Lab: RL, Transformers, or other topics | CS 375-376 Spring 2026 at Calvin University

Warning: This content has not yet been fully revised for this year.

Choose from one of the following notebooks, or do the Reinforcement Learning activities at the bottom of this page.

Neural Net Architecture

Why so big? Counting parameters in sequence models (name: u13n1-count-params.ipynb; show preview, open in Colab)
Models for Sequence Data (name: u13n2-seq-models.ipynb; show preview, open in Colab)
Programming with Self-Attention (name: u13n3-self-attention.ipynb; show preview, open in Colab)

Reinforcement Learning

Policy, Value, and Q functions

Open up Observable RL Playground

Read through “Strategically Making Mistakes”.
What does a low epsilon do? What does a high epsilon do?
Try editing the maze = definition to edit the environment. What does it take to get the agent to tolerate a short-term negative reward to achieve a higher long-term reward?

Older activity that doesn’t work anymore

Go to the “Playground” at the bottom of this article.

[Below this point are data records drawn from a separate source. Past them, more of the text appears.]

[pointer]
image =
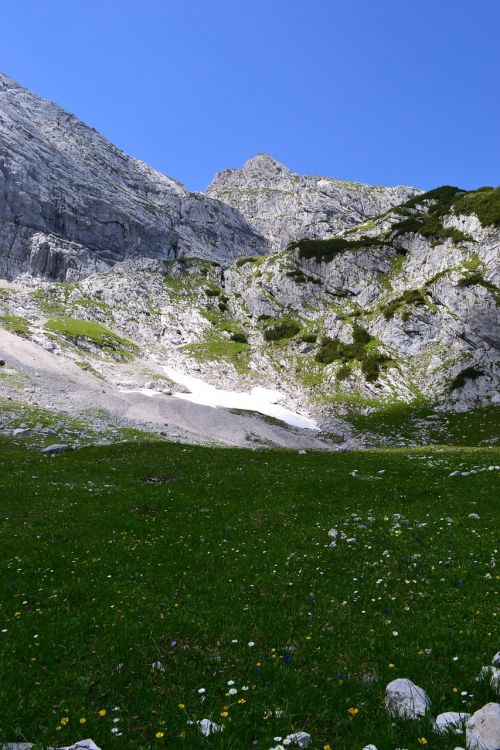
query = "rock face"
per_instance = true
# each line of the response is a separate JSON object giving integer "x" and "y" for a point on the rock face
{"x": 284, "y": 206}
{"x": 71, "y": 203}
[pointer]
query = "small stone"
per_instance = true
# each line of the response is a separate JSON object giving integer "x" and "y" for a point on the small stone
{"x": 450, "y": 721}
{"x": 483, "y": 728}
{"x": 56, "y": 448}
{"x": 302, "y": 739}
{"x": 404, "y": 698}
{"x": 207, "y": 727}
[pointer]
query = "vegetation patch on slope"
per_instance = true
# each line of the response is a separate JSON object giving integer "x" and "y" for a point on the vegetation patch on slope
{"x": 362, "y": 349}
{"x": 86, "y": 331}
{"x": 216, "y": 594}
{"x": 327, "y": 250}
{"x": 15, "y": 324}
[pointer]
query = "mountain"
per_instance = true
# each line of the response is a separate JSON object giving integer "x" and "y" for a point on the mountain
{"x": 71, "y": 203}
{"x": 368, "y": 315}
{"x": 284, "y": 206}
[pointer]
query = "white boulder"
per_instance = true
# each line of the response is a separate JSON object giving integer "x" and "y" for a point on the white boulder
{"x": 404, "y": 698}
{"x": 483, "y": 728}
{"x": 450, "y": 721}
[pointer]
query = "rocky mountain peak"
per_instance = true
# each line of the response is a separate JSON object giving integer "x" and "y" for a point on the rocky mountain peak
{"x": 71, "y": 202}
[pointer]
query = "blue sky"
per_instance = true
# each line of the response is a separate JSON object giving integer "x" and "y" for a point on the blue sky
{"x": 380, "y": 91}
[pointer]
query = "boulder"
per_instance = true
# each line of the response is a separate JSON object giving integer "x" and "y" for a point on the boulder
{"x": 450, "y": 721}
{"x": 483, "y": 728}
{"x": 405, "y": 699}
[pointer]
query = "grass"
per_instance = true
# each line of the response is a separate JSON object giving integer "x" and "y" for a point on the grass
{"x": 362, "y": 349}
{"x": 485, "y": 203}
{"x": 235, "y": 352}
{"x": 401, "y": 303}
{"x": 88, "y": 332}
{"x": 408, "y": 424}
{"x": 216, "y": 564}
{"x": 15, "y": 324}
{"x": 281, "y": 329}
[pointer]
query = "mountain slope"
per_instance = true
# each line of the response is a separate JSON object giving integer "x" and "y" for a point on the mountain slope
{"x": 71, "y": 203}
{"x": 284, "y": 206}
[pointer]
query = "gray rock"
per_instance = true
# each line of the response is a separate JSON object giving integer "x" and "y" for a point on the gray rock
{"x": 283, "y": 206}
{"x": 72, "y": 204}
{"x": 405, "y": 699}
{"x": 483, "y": 728}
{"x": 207, "y": 727}
{"x": 450, "y": 721}
{"x": 301, "y": 739}
{"x": 56, "y": 448}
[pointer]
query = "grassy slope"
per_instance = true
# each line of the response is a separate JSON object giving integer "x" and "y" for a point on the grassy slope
{"x": 104, "y": 572}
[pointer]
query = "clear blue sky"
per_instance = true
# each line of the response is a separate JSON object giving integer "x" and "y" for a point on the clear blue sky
{"x": 380, "y": 91}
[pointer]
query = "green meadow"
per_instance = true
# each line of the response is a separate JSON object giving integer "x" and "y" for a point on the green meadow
{"x": 145, "y": 587}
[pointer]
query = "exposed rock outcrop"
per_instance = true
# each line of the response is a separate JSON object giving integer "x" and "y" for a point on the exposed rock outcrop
{"x": 94, "y": 204}
{"x": 284, "y": 206}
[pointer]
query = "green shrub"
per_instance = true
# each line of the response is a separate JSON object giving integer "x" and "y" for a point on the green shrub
{"x": 477, "y": 279}
{"x": 343, "y": 372}
{"x": 309, "y": 338}
{"x": 409, "y": 297}
{"x": 239, "y": 337}
{"x": 94, "y": 333}
{"x": 485, "y": 203}
{"x": 15, "y": 324}
{"x": 247, "y": 259}
{"x": 284, "y": 329}
{"x": 470, "y": 373}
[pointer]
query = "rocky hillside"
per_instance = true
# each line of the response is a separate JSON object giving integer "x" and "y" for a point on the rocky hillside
{"x": 283, "y": 206}
{"x": 71, "y": 203}
{"x": 396, "y": 311}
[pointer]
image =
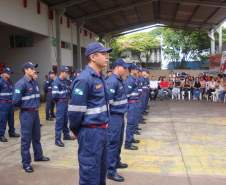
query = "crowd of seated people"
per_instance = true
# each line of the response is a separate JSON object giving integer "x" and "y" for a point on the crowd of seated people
{"x": 187, "y": 87}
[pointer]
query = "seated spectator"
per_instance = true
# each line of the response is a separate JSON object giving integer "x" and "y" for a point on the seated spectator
{"x": 153, "y": 84}
{"x": 186, "y": 89}
{"x": 164, "y": 86}
{"x": 176, "y": 88}
{"x": 211, "y": 84}
{"x": 196, "y": 89}
{"x": 219, "y": 90}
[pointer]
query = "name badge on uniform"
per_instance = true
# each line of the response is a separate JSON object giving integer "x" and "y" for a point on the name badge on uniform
{"x": 98, "y": 86}
{"x": 78, "y": 91}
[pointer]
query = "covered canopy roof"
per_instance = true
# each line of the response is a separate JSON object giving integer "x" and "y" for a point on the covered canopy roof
{"x": 114, "y": 16}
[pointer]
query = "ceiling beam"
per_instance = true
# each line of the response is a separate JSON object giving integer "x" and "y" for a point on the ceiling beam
{"x": 210, "y": 16}
{"x": 178, "y": 24}
{"x": 175, "y": 14}
{"x": 197, "y": 2}
{"x": 67, "y": 4}
{"x": 192, "y": 15}
{"x": 114, "y": 9}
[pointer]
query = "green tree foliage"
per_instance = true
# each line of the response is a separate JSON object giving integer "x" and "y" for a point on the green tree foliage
{"x": 137, "y": 43}
{"x": 178, "y": 45}
{"x": 182, "y": 45}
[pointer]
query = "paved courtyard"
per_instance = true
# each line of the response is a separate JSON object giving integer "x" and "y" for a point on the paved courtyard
{"x": 183, "y": 143}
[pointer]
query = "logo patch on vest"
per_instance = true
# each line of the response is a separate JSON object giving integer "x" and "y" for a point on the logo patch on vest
{"x": 78, "y": 92}
{"x": 98, "y": 86}
{"x": 17, "y": 91}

Change the Algorithm to Q-Learning. We won’t look at the others at this time.
Try each of the “Visualization” options. What does each one show? Each one is a different function
Add one agent. How does completing an episode affect each of the functions that the agent is learning?

Exploration

Set the Explore-Exploit slider all the way to Explore. What do you notice about the agent’s behavior?
Set it all the way to Exploit. What do you notice now?

This environment isn’t rich enough for exploration to help much. So: go to a different playground, where we can actually edit the environment and see what the agent learns.